Especula-se que toda a estrutura de construção e armação dos rondeis era transportada no interior dos vagões ferroviários. Seria extremamente dispendioso financeiramente se arriscar por estradas precárias, valendo-se de veículos de tração animal caros, lentos, inseguros e imprevisíveis ou então adquirir os materiais de montagem em cada uma das localidades visitadas, tendo de se desfazer de tudo antes de ingressar para uma nova viagem. Com a adoção do novo meio de transporte, era possível alugar um vagão comum para o transporte da estrutura arquitetônica dos rondeis, figurinos dos artistas e instrumentos musicais das bandas que animavam os espetáculos. Ou ainda um vagão gaiola para o transporte de animais, em especial os cavalos adestrados, essenciais ao toureiro a cavalo. O guia de tarifas da Estrada de Ferro Oeste de Minas exibe alguns dos materiais que poderiam compor a bagagem dos toureiros ambulantes: “ferramentas, artigos de ferragens, materiais metálicos, aço em barra, madeira aparelhada, aplainada, serrada ou preparada para construção, figurinos, instrumentos musicais e animais de médio e grande porte” (MAIA, 2009, p. 69-70).

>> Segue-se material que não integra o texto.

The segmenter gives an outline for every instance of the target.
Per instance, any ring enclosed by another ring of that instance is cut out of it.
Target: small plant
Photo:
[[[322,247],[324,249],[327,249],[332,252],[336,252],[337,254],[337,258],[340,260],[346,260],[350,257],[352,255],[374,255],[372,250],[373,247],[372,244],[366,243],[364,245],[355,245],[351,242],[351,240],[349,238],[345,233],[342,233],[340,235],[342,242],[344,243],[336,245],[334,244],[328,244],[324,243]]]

No bojo do desembarque dos toureiros, dos aparatos artísticos e dos rondeis móveis, tornava-se necessário que as companhias tauromáquicas, nas cidades visitadas, escolhessem as praças onde seriam ofertados os espetáculos. No caso do Oeste mineiro, de maneira geral, conforme se observou nas fontes primárias, optava-se por largos centrais, nas imediações das principais igrejas. Tal escolha se deve ao fato da expressiva aglutinação de pessoas nesses espaços, especialmente nos finais de semana e dias santos, quando as populações rurais visitavam as sedes citadinas por ocasião das celebrações religiosas.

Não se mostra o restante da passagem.